Pronto tuvo que contratar una cuadrilla
de ratones para que lo ayudaran: ellos se encargaban de traerle los dientes y
de venderlos, mientras que él los tallaba cada día. Las monedas que conseguían
vendiendo las joyas que Ramón tallaba (pendientes, collares, anillos,
colgantes, broches.... todo para ratones) se repartían entre él, su cuadrilla
de ayudantes y los niños que habían perdido los dientes.
Al principio su cuadrilla era de cinco
ratones, después de diez, luego de veinte y pronto más de un centenar de
ratones estaban a su servicio. Con tantos trabajadores, enseguida pudieron
empezar a dejar las monedas al mismo tiempo que recogían los dientes que los
niños le dejaban. Recogían cientos de dientes cada noche, que Ramón tallaba
cada día. Se vendían muy bien, así que los beneficios eran suficientes para
pagar a todos los trabajadores, para los regalos de los niños y para que Ramón
pudiese darles parte a sus padres para que se jubilaran.
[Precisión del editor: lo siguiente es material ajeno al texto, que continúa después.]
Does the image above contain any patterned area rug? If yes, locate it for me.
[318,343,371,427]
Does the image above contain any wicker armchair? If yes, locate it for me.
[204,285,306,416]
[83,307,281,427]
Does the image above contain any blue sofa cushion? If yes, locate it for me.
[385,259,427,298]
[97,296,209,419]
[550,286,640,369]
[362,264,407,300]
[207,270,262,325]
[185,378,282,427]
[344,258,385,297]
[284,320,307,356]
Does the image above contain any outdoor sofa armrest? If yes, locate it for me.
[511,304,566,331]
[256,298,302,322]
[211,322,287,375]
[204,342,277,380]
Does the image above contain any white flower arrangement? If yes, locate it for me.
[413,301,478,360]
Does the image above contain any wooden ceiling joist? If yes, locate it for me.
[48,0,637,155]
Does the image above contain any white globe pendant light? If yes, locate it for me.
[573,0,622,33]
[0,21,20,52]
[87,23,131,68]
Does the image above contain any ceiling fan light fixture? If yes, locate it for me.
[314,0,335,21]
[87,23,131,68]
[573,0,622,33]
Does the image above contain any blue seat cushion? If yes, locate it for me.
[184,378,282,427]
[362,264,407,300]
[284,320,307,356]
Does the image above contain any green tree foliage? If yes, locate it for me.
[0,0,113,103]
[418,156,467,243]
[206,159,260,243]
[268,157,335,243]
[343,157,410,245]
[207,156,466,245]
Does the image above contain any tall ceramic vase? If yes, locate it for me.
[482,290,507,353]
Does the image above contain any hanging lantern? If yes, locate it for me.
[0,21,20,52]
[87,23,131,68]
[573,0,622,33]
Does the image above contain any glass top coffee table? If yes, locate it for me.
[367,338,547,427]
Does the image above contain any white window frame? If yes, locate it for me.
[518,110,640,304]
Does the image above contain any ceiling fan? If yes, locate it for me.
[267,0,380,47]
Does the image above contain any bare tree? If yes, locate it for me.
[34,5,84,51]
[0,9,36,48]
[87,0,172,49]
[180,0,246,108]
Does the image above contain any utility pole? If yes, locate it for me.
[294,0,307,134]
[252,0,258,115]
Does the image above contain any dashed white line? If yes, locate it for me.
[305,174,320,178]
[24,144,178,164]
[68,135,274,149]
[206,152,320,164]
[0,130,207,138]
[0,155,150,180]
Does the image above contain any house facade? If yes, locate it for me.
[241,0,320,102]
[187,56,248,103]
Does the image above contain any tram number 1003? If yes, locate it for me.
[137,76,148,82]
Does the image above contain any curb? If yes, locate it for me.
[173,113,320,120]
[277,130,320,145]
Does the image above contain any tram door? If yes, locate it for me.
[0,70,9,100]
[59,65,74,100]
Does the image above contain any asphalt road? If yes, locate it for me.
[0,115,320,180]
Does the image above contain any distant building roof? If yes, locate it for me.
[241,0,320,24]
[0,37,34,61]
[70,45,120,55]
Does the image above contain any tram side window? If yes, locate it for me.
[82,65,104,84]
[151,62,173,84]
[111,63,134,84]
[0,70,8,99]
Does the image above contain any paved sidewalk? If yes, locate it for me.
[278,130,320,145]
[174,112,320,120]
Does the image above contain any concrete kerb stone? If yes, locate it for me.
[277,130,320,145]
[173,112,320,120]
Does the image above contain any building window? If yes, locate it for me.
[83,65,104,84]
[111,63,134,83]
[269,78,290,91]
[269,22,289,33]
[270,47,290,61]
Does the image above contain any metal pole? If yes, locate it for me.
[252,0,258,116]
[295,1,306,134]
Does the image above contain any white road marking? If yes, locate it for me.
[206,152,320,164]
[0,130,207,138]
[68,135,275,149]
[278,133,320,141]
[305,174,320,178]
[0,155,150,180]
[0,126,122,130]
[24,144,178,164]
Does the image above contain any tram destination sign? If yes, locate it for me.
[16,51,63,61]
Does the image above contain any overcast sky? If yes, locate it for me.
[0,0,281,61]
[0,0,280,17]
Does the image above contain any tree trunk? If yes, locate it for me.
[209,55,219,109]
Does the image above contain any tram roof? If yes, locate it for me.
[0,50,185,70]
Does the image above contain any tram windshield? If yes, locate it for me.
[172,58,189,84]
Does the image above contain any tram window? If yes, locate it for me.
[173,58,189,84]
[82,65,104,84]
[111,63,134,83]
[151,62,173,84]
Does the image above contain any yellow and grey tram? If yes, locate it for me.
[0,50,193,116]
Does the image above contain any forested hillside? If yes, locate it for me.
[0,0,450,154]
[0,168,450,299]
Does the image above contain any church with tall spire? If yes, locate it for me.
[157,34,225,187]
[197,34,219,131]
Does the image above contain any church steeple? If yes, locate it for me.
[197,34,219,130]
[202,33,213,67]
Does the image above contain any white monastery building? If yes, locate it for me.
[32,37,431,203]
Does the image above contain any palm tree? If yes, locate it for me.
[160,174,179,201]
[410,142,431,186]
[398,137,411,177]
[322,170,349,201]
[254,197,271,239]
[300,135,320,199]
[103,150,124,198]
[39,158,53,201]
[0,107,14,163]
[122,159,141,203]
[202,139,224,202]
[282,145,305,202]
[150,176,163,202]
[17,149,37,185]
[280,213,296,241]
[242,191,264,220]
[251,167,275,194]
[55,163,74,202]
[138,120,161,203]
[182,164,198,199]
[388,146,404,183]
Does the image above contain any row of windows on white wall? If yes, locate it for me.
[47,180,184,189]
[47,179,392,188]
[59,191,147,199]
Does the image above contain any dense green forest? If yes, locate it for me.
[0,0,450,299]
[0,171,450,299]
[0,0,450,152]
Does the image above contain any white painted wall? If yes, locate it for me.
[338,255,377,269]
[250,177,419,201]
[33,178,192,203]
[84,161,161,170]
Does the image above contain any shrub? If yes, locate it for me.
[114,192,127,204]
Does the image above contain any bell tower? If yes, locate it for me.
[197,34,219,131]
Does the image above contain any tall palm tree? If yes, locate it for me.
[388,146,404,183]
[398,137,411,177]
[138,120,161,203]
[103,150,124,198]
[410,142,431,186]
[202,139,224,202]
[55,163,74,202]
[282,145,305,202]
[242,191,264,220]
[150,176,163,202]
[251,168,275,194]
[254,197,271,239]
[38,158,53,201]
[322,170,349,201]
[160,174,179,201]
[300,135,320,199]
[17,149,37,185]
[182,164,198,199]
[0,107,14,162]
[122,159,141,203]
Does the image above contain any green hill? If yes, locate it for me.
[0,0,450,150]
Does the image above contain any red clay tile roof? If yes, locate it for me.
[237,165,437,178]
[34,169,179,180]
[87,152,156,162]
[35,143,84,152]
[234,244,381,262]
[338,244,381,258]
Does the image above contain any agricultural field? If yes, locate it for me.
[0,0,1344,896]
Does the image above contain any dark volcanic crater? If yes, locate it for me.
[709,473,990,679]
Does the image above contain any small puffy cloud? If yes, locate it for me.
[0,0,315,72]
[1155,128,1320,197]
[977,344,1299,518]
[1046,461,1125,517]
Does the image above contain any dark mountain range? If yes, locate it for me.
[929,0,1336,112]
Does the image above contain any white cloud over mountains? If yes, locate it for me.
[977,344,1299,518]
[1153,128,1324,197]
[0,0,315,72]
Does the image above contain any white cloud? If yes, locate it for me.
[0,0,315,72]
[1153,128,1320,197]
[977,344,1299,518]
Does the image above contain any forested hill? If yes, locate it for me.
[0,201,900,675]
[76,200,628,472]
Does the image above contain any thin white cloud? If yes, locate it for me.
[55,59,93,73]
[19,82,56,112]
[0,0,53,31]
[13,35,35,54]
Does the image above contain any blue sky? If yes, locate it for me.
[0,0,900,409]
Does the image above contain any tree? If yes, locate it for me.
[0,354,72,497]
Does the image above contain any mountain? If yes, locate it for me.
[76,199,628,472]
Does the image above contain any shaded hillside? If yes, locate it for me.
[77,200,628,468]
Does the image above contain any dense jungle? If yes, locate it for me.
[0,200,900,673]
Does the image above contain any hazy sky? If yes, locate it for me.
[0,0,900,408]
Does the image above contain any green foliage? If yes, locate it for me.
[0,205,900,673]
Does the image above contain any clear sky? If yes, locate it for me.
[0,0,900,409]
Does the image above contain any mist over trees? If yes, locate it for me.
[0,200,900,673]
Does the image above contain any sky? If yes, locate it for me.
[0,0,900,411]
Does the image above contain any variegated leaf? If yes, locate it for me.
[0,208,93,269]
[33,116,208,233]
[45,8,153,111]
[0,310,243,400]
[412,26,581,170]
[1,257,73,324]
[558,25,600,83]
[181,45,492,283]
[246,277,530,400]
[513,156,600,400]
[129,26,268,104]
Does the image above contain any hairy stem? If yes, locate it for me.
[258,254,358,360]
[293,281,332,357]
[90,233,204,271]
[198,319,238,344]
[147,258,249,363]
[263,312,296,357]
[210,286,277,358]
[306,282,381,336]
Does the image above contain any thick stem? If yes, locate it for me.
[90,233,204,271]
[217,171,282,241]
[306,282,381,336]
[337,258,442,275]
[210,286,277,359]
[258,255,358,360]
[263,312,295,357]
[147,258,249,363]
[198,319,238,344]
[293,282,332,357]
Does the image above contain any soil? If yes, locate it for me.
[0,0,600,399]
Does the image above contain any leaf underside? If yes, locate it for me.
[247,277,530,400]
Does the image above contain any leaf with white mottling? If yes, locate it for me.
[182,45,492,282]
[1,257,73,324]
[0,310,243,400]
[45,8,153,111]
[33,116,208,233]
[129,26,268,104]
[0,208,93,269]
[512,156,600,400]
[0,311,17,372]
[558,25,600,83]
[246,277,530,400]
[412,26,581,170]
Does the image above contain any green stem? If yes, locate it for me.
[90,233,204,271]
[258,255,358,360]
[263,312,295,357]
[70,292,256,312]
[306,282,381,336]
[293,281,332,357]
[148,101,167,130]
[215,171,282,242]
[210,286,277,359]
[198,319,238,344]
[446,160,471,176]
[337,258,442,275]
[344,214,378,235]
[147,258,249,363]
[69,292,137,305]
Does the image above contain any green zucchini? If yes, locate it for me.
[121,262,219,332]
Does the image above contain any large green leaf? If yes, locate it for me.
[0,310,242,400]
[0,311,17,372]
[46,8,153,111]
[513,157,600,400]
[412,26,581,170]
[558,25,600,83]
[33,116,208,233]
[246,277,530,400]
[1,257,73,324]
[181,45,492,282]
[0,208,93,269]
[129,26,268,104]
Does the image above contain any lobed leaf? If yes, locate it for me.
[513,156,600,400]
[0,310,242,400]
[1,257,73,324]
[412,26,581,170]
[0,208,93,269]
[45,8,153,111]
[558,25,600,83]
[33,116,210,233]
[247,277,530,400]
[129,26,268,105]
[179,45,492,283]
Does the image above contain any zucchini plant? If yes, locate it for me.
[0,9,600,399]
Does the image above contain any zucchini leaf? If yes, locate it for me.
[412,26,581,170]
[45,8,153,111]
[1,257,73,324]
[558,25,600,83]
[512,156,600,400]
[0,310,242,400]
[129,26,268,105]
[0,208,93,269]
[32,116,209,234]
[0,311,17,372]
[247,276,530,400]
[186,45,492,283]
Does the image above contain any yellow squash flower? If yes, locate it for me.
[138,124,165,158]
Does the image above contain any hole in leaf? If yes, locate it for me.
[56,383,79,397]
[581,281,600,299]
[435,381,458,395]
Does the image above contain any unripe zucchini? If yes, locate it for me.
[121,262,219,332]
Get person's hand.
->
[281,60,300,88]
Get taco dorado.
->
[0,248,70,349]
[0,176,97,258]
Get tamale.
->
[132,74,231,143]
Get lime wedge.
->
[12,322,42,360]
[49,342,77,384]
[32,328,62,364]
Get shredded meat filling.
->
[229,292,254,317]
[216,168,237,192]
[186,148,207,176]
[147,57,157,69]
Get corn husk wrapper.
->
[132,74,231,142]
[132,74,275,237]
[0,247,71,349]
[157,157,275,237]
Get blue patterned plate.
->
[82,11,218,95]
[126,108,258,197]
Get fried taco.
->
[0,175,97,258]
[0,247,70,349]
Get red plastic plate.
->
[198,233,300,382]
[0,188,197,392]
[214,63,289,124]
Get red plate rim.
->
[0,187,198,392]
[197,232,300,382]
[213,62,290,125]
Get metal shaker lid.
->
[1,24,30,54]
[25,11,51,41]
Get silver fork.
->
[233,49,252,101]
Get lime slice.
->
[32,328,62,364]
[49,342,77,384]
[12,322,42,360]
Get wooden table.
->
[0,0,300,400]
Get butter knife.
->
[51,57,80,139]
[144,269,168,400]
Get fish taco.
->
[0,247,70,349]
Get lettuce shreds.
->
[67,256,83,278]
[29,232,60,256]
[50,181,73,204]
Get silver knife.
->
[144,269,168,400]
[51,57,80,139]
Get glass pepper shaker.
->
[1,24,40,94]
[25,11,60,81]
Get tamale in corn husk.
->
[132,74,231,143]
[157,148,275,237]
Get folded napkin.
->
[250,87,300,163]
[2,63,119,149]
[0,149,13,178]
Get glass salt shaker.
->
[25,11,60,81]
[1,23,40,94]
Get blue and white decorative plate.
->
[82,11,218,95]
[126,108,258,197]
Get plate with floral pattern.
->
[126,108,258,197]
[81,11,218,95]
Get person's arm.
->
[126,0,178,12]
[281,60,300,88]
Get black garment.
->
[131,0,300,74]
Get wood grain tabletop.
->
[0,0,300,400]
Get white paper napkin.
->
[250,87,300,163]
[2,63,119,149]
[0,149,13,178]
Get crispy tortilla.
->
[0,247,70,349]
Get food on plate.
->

Ramón fundó una empresa, bautizada con
el apellido de su padre, que dirigía desde la granja, viviendo con sus padres.
Allí gestionaba todo el negocio y tallaba las piezas. Los niños tomaron por
costumbre dejar los dientes debajo de la almohada, lo que facilitaba el trabajo
de los ayudantes de Ramón.
La leyenda del ratón que recogía dientes
caídos de debajo de la almohada y dejaba monedas se hizo muy famosa y se
extendió por todos los campos y todas las ciudades del país.
Ramón Pérez se sentía muy
satisfecho y muy contento con su oficio.